Privacy-protected Retrieval-Augmented Generation for Knowledge Graph Question Answering
Yunfeng Ning, Mayi Xu, Jintao Wen, Qiankun Pi, Yuanyuan Zhu, Ming Zhong, Jiawei Jiang, Tieyun Qian

TL;DR
This paper introduces ARoG, a privacy-preserving framework for knowledge graph question answering that anonymizes entities and employs abstraction strategies to enable effective retrieval without exposing sensitive information.
Contribution
The paper proposes a novel ARoG framework with relation-centric and structure-oriented abstractions to protect privacy while enabling knowledge retrieval in KGQA.
Findings
ARoG achieves strong performance on three datasets.
ARoG demonstrates robustness in privacy protection.

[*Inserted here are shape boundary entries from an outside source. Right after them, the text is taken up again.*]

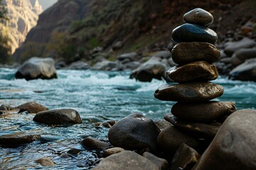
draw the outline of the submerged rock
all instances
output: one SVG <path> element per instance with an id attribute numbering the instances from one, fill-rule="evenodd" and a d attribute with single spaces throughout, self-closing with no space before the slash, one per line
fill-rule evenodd
<path id="1" fill-rule="evenodd" d="M 203 139 L 213 139 L 221 125 L 221 123 L 219 123 L 206 124 L 183 120 L 169 113 L 164 115 L 164 119 L 178 129 Z"/>
<path id="2" fill-rule="evenodd" d="M 210 13 L 203 9 L 196 8 L 185 13 L 183 20 L 186 23 L 208 27 L 213 23 L 213 16 Z"/>
<path id="3" fill-rule="evenodd" d="M 134 113 L 114 124 L 109 130 L 108 138 L 115 147 L 131 150 L 146 147 L 156 152 L 156 138 L 159 132 L 152 120 Z"/>
<path id="4" fill-rule="evenodd" d="M 204 61 L 176 66 L 166 72 L 167 78 L 178 83 L 214 80 L 218 76 L 216 67 Z"/>
<path id="5" fill-rule="evenodd" d="M 48 109 L 36 102 L 28 102 L 14 108 L 18 109 L 18 113 L 26 111 L 28 113 L 37 113 L 41 111 L 46 111 Z"/>
<path id="6" fill-rule="evenodd" d="M 92 170 L 159 170 L 159 169 L 146 158 L 132 151 L 124 151 L 110 155 L 102 160 Z"/>
<path id="7" fill-rule="evenodd" d="M 110 147 L 108 143 L 90 137 L 86 137 L 81 142 L 84 147 L 93 149 L 103 149 Z"/>
<path id="8" fill-rule="evenodd" d="M 191 23 L 184 23 L 176 27 L 171 33 L 171 38 L 177 43 L 196 41 L 214 44 L 218 40 L 218 35 L 214 30 Z"/>
<path id="9" fill-rule="evenodd" d="M 52 58 L 32 57 L 18 68 L 15 77 L 26 80 L 57 78 L 54 60 Z"/>
<path id="10" fill-rule="evenodd" d="M 197 61 L 217 62 L 220 52 L 212 44 L 202 42 L 180 42 L 171 50 L 171 58 L 177 64 Z"/>
<path id="11" fill-rule="evenodd" d="M 223 88 L 221 86 L 201 81 L 162 85 L 155 91 L 154 96 L 161 101 L 198 102 L 211 100 L 223 94 Z"/>
<path id="12" fill-rule="evenodd" d="M 193 148 L 198 148 L 199 146 L 199 142 L 196 139 L 178 130 L 173 125 L 169 125 L 163 130 L 157 137 L 157 144 L 163 151 L 174 154 L 183 143 Z"/>
<path id="13" fill-rule="evenodd" d="M 23 132 L 17 132 L 0 136 L 0 144 L 18 145 L 31 143 L 40 138 L 39 135 L 30 135 Z"/>
<path id="14" fill-rule="evenodd" d="M 255 110 L 233 113 L 193 170 L 256 169 L 255 122 Z"/>
<path id="15" fill-rule="evenodd" d="M 55 166 L 54 162 L 48 157 L 41 158 L 36 160 L 36 162 L 40 164 L 43 166 Z"/>
<path id="16" fill-rule="evenodd" d="M 213 122 L 236 110 L 235 103 L 208 101 L 203 103 L 178 102 L 171 108 L 171 113 L 183 120 L 195 122 Z"/>
<path id="17" fill-rule="evenodd" d="M 39 112 L 33 120 L 51 125 L 82 123 L 79 113 L 73 109 L 55 109 Z"/>

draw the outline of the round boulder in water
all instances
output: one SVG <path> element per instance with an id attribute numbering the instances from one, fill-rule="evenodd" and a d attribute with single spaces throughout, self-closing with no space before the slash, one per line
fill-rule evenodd
<path id="1" fill-rule="evenodd" d="M 220 85 L 199 81 L 162 85 L 156 89 L 154 96 L 161 101 L 198 102 L 210 101 L 223 94 L 223 88 Z"/>
<path id="2" fill-rule="evenodd" d="M 217 62 L 220 52 L 212 44 L 202 42 L 180 42 L 171 50 L 171 58 L 177 64 L 196 61 Z"/>
<path id="3" fill-rule="evenodd" d="M 213 23 L 213 16 L 206 10 L 196 8 L 185 13 L 183 20 L 188 23 L 196 23 L 208 27 Z"/>
<path id="4" fill-rule="evenodd" d="M 73 109 L 55 109 L 39 112 L 33 120 L 50 125 L 82 123 L 79 113 Z"/>
<path id="5" fill-rule="evenodd" d="M 167 78 L 178 83 L 214 80 L 218 75 L 216 67 L 204 61 L 175 66 L 166 72 Z"/>
<path id="6" fill-rule="evenodd" d="M 191 23 L 184 23 L 176 28 L 171 33 L 171 37 L 177 43 L 196 41 L 214 44 L 218 40 L 218 35 L 214 30 Z"/>
<path id="7" fill-rule="evenodd" d="M 157 137 L 157 144 L 163 150 L 175 154 L 178 147 L 185 143 L 193 148 L 198 148 L 198 141 L 191 136 L 178 130 L 173 125 L 163 130 Z"/>
<path id="8" fill-rule="evenodd" d="M 171 113 L 186 120 L 212 122 L 236 110 L 233 102 L 208 101 L 203 103 L 178 102 L 171 108 Z"/>
<path id="9" fill-rule="evenodd" d="M 23 132 L 4 135 L 0 136 L 0 144 L 17 145 L 31 143 L 40 138 L 39 135 L 31 135 Z"/>
<path id="10" fill-rule="evenodd" d="M 131 150 L 150 148 L 156 152 L 159 132 L 152 120 L 134 113 L 114 124 L 109 131 L 108 138 L 115 147 Z"/>

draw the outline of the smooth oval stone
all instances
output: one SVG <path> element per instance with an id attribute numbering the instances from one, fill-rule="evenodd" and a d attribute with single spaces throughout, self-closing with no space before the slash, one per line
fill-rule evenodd
<path id="1" fill-rule="evenodd" d="M 18 132 L 0 136 L 0 144 L 17 145 L 31 143 L 40 138 L 39 135 L 31 135 L 23 132 Z"/>
<path id="2" fill-rule="evenodd" d="M 195 81 L 210 81 L 218 78 L 216 67 L 207 62 L 188 63 L 175 66 L 166 72 L 167 78 L 172 81 L 186 83 Z"/>
<path id="3" fill-rule="evenodd" d="M 236 110 L 235 103 L 208 101 L 203 103 L 178 102 L 171 108 L 171 113 L 186 120 L 212 122 Z"/>
<path id="4" fill-rule="evenodd" d="M 196 41 L 214 44 L 218 40 L 218 35 L 208 28 L 196 24 L 184 23 L 173 30 L 171 38 L 177 43 Z"/>
<path id="5" fill-rule="evenodd" d="M 181 169 L 191 169 L 198 162 L 200 156 L 194 149 L 188 144 L 181 144 L 171 160 L 171 166 L 180 167 Z"/>
<path id="6" fill-rule="evenodd" d="M 164 151 L 175 154 L 178 147 L 185 143 L 193 148 L 199 146 L 198 141 L 193 137 L 178 130 L 173 125 L 163 130 L 157 137 L 157 144 Z"/>
<path id="7" fill-rule="evenodd" d="M 76 110 L 66 108 L 39 112 L 33 120 L 50 125 L 82 123 L 82 119 Z"/>
<path id="8" fill-rule="evenodd" d="M 198 102 L 210 101 L 223 94 L 220 85 L 201 81 L 162 85 L 155 91 L 154 97 L 161 101 Z"/>
<path id="9" fill-rule="evenodd" d="M 183 120 L 171 113 L 166 114 L 164 119 L 170 122 L 176 128 L 203 139 L 213 139 L 221 125 L 221 123 L 219 123 L 206 124 Z"/>
<path id="10" fill-rule="evenodd" d="M 188 23 L 196 23 L 208 27 L 213 23 L 213 16 L 206 10 L 196 8 L 185 13 L 183 20 Z"/>
<path id="11" fill-rule="evenodd" d="M 220 52 L 212 44 L 201 42 L 180 42 L 171 50 L 171 58 L 177 64 L 196 61 L 217 62 Z"/>

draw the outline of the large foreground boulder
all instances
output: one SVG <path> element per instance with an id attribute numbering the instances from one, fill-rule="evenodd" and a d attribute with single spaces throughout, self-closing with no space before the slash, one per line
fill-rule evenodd
<path id="1" fill-rule="evenodd" d="M 256 81 L 256 58 L 249 59 L 233 69 L 229 74 L 233 80 Z"/>
<path id="2" fill-rule="evenodd" d="M 148 159 L 132 151 L 124 151 L 104 159 L 92 170 L 159 170 Z"/>
<path id="3" fill-rule="evenodd" d="M 131 150 L 149 148 L 156 152 L 159 132 L 152 120 L 134 113 L 114 124 L 109 131 L 108 138 L 115 147 Z"/>
<path id="4" fill-rule="evenodd" d="M 165 77 L 166 66 L 158 59 L 153 57 L 134 69 L 130 78 L 140 81 L 151 81 L 153 79 L 161 80 Z"/>
<path id="5" fill-rule="evenodd" d="M 15 74 L 15 77 L 26 80 L 57 78 L 54 60 L 52 58 L 32 57 L 21 65 Z"/>
<path id="6" fill-rule="evenodd" d="M 230 115 L 193 169 L 256 169 L 255 122 L 255 110 Z"/>
<path id="7" fill-rule="evenodd" d="M 73 109 L 55 109 L 39 112 L 33 120 L 50 125 L 82 123 L 79 113 Z"/>

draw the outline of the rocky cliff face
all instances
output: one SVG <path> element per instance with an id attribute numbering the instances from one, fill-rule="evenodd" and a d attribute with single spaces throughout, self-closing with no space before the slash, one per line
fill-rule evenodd
<path id="1" fill-rule="evenodd" d="M 9 20 L 0 28 L 10 39 L 12 53 L 24 42 L 29 30 L 34 27 L 38 15 L 43 12 L 38 0 L 4 0 Z"/>
<path id="2" fill-rule="evenodd" d="M 211 28 L 221 42 L 227 33 L 255 20 L 255 6 L 252 0 L 59 0 L 40 16 L 14 55 L 18 60 L 32 55 L 73 57 L 80 49 L 100 46 L 110 51 L 117 42 L 122 47 L 114 55 L 166 48 L 172 29 L 182 23 L 182 13 L 196 7 L 213 14 Z"/>

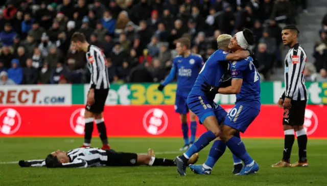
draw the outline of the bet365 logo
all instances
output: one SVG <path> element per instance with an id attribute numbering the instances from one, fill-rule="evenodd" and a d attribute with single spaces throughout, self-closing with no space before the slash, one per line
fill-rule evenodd
<path id="1" fill-rule="evenodd" d="M 150 109 L 143 117 L 143 126 L 149 134 L 153 135 L 160 135 L 168 126 L 168 117 L 161 109 Z"/>
<path id="2" fill-rule="evenodd" d="M 69 123 L 71 127 L 79 135 L 84 135 L 84 129 L 85 126 L 85 121 L 84 118 L 84 114 L 85 109 L 78 109 L 74 111 L 71 116 Z"/>
<path id="3" fill-rule="evenodd" d="M 21 118 L 18 112 L 13 109 L 6 109 L 0 112 L 0 132 L 12 135 L 20 127 Z"/>

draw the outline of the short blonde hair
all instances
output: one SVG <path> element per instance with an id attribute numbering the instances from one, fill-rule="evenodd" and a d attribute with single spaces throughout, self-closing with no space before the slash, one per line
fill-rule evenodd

The abstraction strategies improve retrieval effectiveness.
Abstract
LLMs often suffer from hallucinations and outdated or incomplete knowledge. RAG is proposed to address these issues by integrating external knowledge like that in KGs into LLMs. However, leveraging private KGs in RAG systems poses significant privacy risks due to the black-box nature of LLMs and potential insecure data transmission, especially when using third-party LLM APIs lacking transparency and control. In this paper, we investigate the privacy-protected RAG scenario for the first time, where entities in KGs are anonymous for LLMs, thus preventing them from accessing entity semantics. Due to the loss of semantics of entities, previous RAG systems cannot retrieve question-relevant knowledge from KGs by matching questions with the meaningless identifiers of anonymous entities. To realize an effective RAG system in this scenario, two key challenges must be addressed: (1) How can…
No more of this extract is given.